0次浏览     发布时间:2025-09-09 17:00:00    

土地开荒始于2024年8月,沈禾的丈夫负责1400平方米的车库修建,她则承担外围园林景观建设。受访者供图

9月,范继军变得更加忙碌。晨雾还未散尽,他已穿梭在连片的农场。

十个大棚的豇豆和辣椒,已进入持续的采摘旺季。莴笋育苗已提上日程,他还要着手蒜苗和芹菜种植。

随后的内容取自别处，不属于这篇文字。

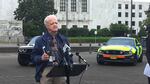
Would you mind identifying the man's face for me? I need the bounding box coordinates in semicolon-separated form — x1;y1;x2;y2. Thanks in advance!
46;17;58;33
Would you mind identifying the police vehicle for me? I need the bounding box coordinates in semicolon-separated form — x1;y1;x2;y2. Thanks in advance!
96;37;143;65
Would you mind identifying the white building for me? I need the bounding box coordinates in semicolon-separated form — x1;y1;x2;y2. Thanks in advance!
0;0;149;35
55;0;150;34
0;0;23;42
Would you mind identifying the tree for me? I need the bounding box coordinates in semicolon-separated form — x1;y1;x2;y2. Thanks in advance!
97;28;111;37
143;6;150;34
80;27;89;36
89;29;96;37
68;27;78;37
109;23;129;36
59;28;69;36
68;27;89;37
144;6;150;26
138;21;147;37
14;0;57;37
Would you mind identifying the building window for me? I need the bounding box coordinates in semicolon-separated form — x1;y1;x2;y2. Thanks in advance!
83;25;88;28
132;4;135;9
97;25;101;30
132;21;135;26
139;4;142;10
125;12;128;17
118;21;122;24
71;0;76;12
72;25;77;28
61;25;67;28
82;0;87;12
139;12;142;18
132;30;136;34
118;4;122;9
125;21;128;25
139;21;142;27
132;12;135;17
60;0;66;12
125;4;128;9
118;12;121;17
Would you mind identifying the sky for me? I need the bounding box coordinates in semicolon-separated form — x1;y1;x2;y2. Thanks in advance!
132;0;150;2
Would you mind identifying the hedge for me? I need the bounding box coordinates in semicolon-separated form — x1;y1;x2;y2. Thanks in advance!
69;37;111;43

范继军经营的北海农场,位于日本栃木县,自产蔬菜年销售额约1亿日元。加上从其他农户处收购并代销的产品,总销售额达5亿日元。

大洋彼岸的美国西雅图,沈禾正加紧在新购置的农庄上盖车库、修菜地。她要赶在10月雨季来临之前,将房子的地基打好,再回杭州过一个属于江南的秋天。

忙碌开发庄园的空隙,沈禾常喜欢静静地凝视远方的群山。“一个人的庄园,喜悦在低头与抬头之间。”

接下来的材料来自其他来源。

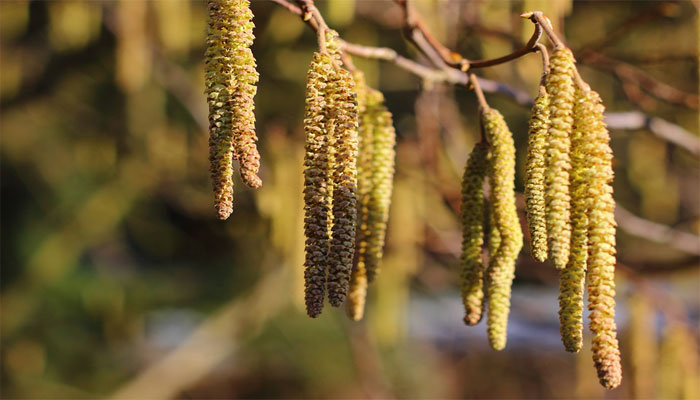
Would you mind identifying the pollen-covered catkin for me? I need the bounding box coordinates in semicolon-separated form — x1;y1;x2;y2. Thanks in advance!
525;91;549;262
326;68;359;307
460;141;489;326
302;52;333;317
230;0;262;189
205;0;237;220
545;47;575;270
580;89;622;390
558;88;591;353
483;109;523;351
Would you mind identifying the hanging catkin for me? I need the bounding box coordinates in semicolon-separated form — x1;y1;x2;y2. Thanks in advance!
544;47;575;270
460;141;489;326
580;89;622;390
364;90;396;283
230;0;262;189
302;51;333;317
483;109;523;351
326;67;359;307
524;89;549;262
205;0;237;220
347;71;396;319
558;87;590;353
347;71;372;320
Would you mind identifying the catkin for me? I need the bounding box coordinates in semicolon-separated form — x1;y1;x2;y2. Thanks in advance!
580;89;622;390
347;71;397;319
302;51;333;317
205;0;237;220
364;90;396;283
544;47;575;270
230;0;262;189
525;90;549;262
483;109;523;351
460;141;489;326
558;88;590;353
347;71;372;320
326;67;359;307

远在芬兰的张韵,过去三个月都忙于土地的竞标和接受国防部审查。庆幸的是,整个购地过程有惊无险。8月,她在公证人见证下,完成最后的签约,拿下芬兰北部5万平方米的土地。

对土地的渴望,仿佛刻在中国人的基因里。三个人相隔万里,却共同在异国他乡,打造属于自己的土地梦。

海外置地的主力军,并非单纯的富豪阶层。全球最大的中文海外房源门户网站“居外网”首席运营官苏琼(Sue Jong)曾分析,大多数中国买家以中产至中上阶层为主,“他们寻求的是稳健的海外投资,可能正计划移民或为子女海外教育做准备。”

南方周末记者采访的5名海外土地经营者,均具有高等教育背景。他们虽持有中国国籍,却普遍在当地生活十年以上,且已组建稳定的家庭。海外土地的永久产权,是吸引他们置地的关键因素。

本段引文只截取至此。